Un des prévenus explique qu’il doit encore 50 000 euros d’amende suite à une condamnation précédente et qu’une nouvelle demande d’échéancier a été refusée trois fois. C’est l’argument qu’il a choisi pour expliquer son nouveau délit. Je ne sais pas s’il a bien fait, mais peut-être que oui parce que la Présidente lève les sourcils et semble approuver, payer 50 000 euros avec un Smic, évidemment. Tous les trois sont des récidivistes. À la suspension, une femme qui doit être l’épouse d’un prévenu se félicite du choix de leur avocat, qu’ils ont trouvé bon, c’est lui qu’ils prennent « à chaque fois ». Un magistrat en robe noire fume aux côtés d’une famille désemparée, dehors, entre deux barrières, sans rien dire. Il fait mine de regarder ailleurs, le parking peut-être, où un joli pochoir « # On veut respirer » a été reproduit plusieurs fois. L’agent d’accueil me donne un tuyau : pour assister aux audiences concernant les violences lors des manifestations, il faut venir 48h après les manifestations en question, donc les samedis et les lundis. Il me dit que ça n’arrête pas, toute la journée.

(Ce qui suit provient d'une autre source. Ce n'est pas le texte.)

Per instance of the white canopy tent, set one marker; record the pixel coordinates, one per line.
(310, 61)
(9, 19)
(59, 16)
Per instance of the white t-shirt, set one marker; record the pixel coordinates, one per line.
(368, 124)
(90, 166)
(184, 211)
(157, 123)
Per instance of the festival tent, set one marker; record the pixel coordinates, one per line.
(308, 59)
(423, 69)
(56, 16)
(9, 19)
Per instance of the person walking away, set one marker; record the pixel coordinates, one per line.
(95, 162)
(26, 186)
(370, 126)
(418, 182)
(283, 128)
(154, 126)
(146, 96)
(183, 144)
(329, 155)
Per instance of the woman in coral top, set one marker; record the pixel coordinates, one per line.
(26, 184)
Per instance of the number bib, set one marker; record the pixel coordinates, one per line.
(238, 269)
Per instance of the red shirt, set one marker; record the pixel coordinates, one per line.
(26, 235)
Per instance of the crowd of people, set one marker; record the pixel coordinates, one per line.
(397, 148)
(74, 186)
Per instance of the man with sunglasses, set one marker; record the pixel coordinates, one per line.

M’intéressant parallèlement au contrôle du corps des femmes, pour ce projet de roman, je tombe sur un article parlant de la ménopause. La journaliste estime que c’est un concept sexiste. Elle parle aussi de la ménopause morale, celle qui consiste à fortement inciter les femmes à avoir des enfants avant 35 ans. Les Japonais n’ont pas de mot pour la ménopause, car chez les Japonais (toujours selon elle), une femme est considérée féconde dans son rapport aux enfants. Une grand-mère est donc féconde. Je repense à V. qui m’a dit que les Japonais avaient un mot pour tout. Cette journaliste a raison, si les Japonais n’ont pas nommé la ménopause, c’est qu’elle n’existe pas.
Dans le bus qui me ramène à la Friche, un magnifique exemple du syndrome des couilles de cristal me fait face, un jeune homme aux jambes écartées prend deux places à lui tout seul, écrabouillant littéralement sa copine contre la vitre.